IATA is playing an important co-ordinating role bringing together key stakeholders including airlines, air navigation service providers and aircraft manufacturers to develop a common cybersecurity framework. Muhammad Ali Albakri, IATA’s Regional VP for Africa and the Middle East, reports that the global aviation industry is increasingly focusing on cybersecurity, which has become a major concern that the industry is still “trying to get to grips with”. IATA has adopted a resolution reaffirming the industry’s commitment to safety and security. It also made a call for greater collaboration between government and key industry stakeholders. Alexandre de Juniac, Director General and CEO, said: “Information sharing among governments and with the industry is key to staying a step ahead of emerging threats”.
The TSA promoted its new national framework designed to improve security around public spaces at airports, particularly those areas located outside of security screening. The recommendations for local governments and transportation systems are a direct response to growing concerns over ‘soft targets’ following the 2016 mass fatality airport attacks in Brussels and Istanbul, which highlighted the evolving tactics and techniques that adversaries use to attack civilian targets in public areas. This is an excellent example of the collaborative approach, with representatives from industry, government and academia working together to evaluate security measure gaps in the current system and come up with ideas to enhance security.
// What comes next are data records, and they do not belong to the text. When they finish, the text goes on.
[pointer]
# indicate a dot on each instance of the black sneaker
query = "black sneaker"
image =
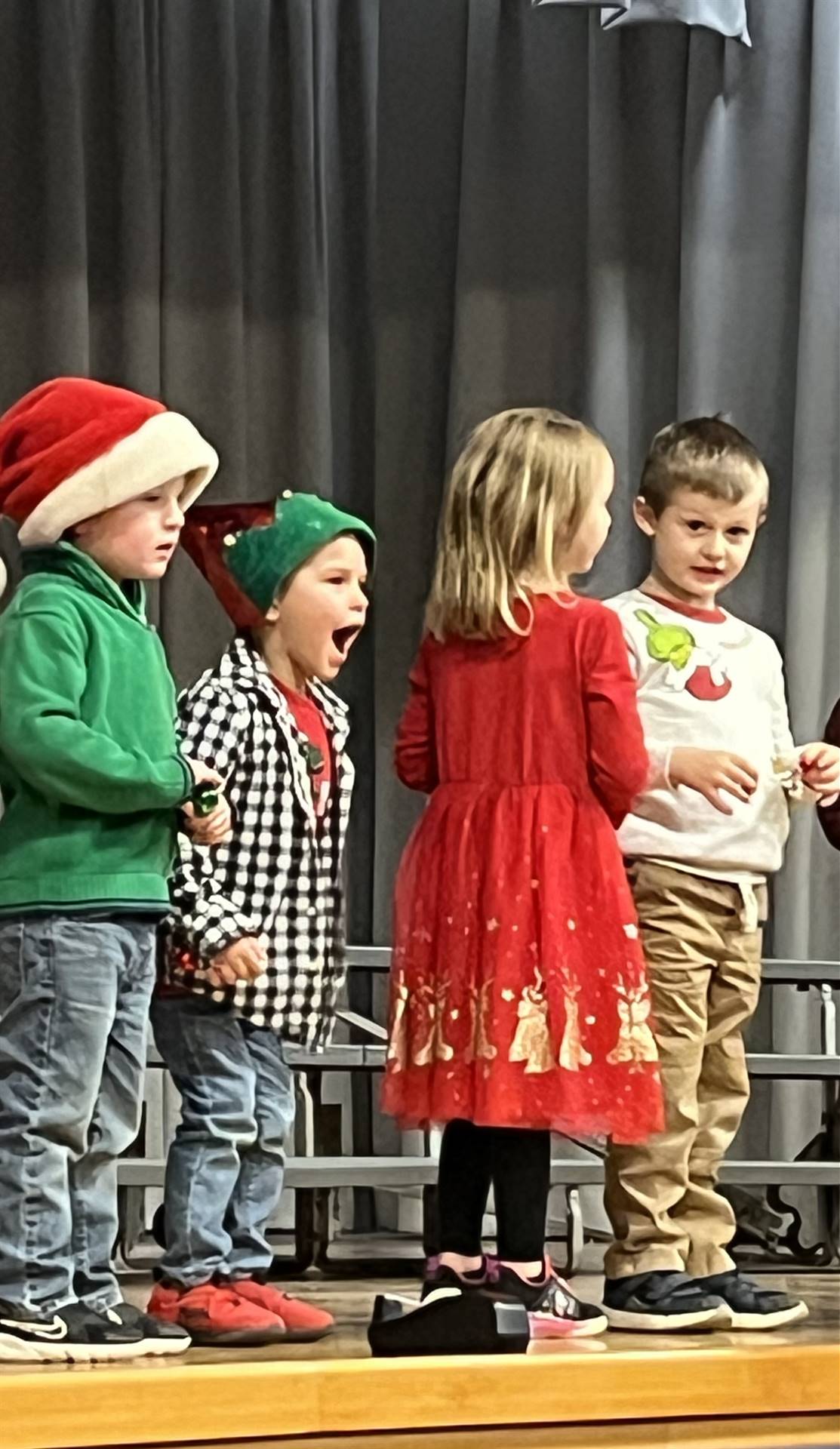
(552, 1309)
(750, 1306)
(157, 1338)
(663, 1303)
(448, 1322)
(72, 1335)
(441, 1275)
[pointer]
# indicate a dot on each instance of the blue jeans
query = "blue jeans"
(225, 1167)
(74, 1003)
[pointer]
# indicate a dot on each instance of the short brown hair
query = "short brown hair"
(704, 454)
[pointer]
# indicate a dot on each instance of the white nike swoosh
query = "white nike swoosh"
(39, 1331)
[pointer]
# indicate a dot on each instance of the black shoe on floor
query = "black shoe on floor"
(447, 1322)
(441, 1275)
(663, 1303)
(752, 1306)
(71, 1335)
(157, 1338)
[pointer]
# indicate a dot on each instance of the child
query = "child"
(713, 705)
(257, 954)
(97, 480)
(518, 998)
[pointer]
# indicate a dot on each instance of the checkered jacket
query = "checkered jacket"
(280, 875)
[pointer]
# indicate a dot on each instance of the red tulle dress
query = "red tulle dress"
(518, 984)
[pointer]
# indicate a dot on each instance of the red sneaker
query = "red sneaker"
(216, 1315)
(304, 1323)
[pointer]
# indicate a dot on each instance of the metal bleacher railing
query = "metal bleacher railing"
(315, 1174)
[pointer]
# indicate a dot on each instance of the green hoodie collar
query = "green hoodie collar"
(71, 562)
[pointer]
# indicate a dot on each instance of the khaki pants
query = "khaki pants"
(703, 943)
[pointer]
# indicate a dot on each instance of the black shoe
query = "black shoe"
(662, 1303)
(552, 1309)
(157, 1338)
(750, 1306)
(441, 1275)
(448, 1322)
(72, 1335)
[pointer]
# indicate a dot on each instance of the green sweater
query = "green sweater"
(90, 770)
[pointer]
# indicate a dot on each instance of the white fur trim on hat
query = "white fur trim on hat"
(162, 448)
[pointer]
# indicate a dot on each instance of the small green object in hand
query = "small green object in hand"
(205, 800)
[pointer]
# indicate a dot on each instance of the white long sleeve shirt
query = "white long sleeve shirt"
(709, 680)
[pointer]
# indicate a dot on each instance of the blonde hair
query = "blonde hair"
(516, 499)
(704, 454)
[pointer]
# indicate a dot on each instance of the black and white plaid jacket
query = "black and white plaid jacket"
(280, 875)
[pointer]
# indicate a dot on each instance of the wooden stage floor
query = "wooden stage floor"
(627, 1392)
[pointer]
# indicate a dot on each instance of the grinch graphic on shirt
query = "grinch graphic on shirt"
(698, 671)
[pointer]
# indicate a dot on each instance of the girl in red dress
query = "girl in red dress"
(518, 1003)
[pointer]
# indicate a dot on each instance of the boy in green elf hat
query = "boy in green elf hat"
(255, 952)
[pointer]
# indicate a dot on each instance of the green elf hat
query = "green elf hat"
(263, 560)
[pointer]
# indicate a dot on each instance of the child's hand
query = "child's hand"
(709, 771)
(211, 829)
(203, 774)
(242, 961)
(820, 765)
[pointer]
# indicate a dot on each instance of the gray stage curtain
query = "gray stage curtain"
(339, 232)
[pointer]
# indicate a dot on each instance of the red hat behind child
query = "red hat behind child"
(72, 448)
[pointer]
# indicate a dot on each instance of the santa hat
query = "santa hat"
(72, 448)
(206, 538)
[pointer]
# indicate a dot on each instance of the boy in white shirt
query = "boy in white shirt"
(712, 699)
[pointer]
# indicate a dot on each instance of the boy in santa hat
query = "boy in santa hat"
(97, 480)
(257, 955)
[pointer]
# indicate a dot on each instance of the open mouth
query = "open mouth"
(343, 638)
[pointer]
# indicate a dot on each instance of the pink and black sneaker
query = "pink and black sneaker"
(441, 1275)
(552, 1309)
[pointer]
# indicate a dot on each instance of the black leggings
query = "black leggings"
(518, 1162)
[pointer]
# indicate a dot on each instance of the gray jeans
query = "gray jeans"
(225, 1167)
(74, 1003)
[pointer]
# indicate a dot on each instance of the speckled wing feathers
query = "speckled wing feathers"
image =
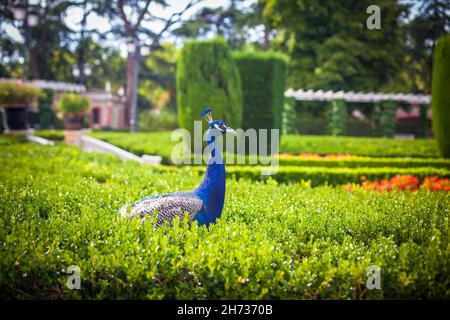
(167, 207)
The UK CAA continues to build on the work of their Department for Transport (DfT) colleagues and support industry as interest in Security Management Systems (SeMS) grows. CPNI project work researching SeMS across the critical national infrastructure and linked organisations is providing valuable insights too. The UK DfT is updating and enhancing their Industry Threat Assessment training package and delivery methods in partnership with aviation representatives and external specialists.
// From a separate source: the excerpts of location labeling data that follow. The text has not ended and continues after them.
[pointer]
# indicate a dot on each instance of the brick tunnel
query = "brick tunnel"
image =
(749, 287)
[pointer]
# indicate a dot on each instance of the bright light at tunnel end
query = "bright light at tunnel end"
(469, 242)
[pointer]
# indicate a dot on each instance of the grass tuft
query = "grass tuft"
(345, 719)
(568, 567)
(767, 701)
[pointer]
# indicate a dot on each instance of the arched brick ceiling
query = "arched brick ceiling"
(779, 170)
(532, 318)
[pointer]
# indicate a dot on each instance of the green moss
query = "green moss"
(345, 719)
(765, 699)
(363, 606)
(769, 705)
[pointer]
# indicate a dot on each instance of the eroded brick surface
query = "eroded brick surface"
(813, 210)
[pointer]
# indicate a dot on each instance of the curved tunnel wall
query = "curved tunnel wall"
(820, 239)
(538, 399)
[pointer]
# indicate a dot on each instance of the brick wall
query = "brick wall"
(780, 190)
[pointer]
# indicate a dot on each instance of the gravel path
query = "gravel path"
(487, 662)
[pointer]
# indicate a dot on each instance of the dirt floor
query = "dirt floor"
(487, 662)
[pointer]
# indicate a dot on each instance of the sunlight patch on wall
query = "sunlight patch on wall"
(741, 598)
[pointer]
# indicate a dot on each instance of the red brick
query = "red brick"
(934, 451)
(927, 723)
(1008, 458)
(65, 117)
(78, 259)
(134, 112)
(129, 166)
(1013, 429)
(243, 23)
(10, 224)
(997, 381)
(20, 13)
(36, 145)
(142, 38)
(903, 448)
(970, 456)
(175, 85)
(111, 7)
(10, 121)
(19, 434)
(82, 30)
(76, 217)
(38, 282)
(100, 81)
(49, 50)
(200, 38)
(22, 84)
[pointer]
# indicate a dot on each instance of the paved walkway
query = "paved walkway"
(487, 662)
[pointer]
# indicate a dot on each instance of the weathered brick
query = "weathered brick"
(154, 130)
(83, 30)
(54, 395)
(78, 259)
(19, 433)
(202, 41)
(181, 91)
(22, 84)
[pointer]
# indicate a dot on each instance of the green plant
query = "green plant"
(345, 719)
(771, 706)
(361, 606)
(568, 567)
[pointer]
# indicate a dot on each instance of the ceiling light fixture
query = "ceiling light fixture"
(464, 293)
Conclusions for the aviation industry
The aviation sector is facing challenging times due to the enduring and evolving threat from international terrorism. Terrorists remain committed to targeting the industry and the transfer of knowledge between groups may increase the number of hostile actors and frequency of incidents we face in the future.
Furthermore, incidents arising from mental health issues are less predictable than many terrorist threats – potentially making them harder to predict and protect against.
Positive security outcomes are best achieved through partnership approaches and recent examples of this include the TSA’s Soft Target work, the UK CAA’s ongoing Aviation SeMS work, CPNI’s SeMS Research Project, DfT’s Industry Threat Assessment training refresh, EASA’s work with CERT-EU developing a European Centre for Cyber Security in Aviation, IATA’s call for a more collaborative approach on security between governments and key industry stakeholders and their ongoing work developing a common cybersecurity framework. Collaborative approaches will help government and industry achieve common goals.
Adopting a SeMS approach will help industry move away from the ‘terrorists act then we react’ cycle, to deliver more confident and informed security, threat and risk management. A robust SeMS will produce assurance beyond compliance under a simple framework that makes best use of an organisation’s resources, policies, systems and tools. In this way, the industry escapes from an ‘out of an abundance of caution’ mindset and the inefficiencies and costs that they cause.
Andy Blackwell is former Head of Security at Virgin Atlantic and now Director of Blackwell Security Consulting, which specialises in SeMS development. Andy has been commended by the Metropolitan Police for demonstrating a high degree of professionalism and providing an exceptional level of service during a period of heightened threat against civil aviation.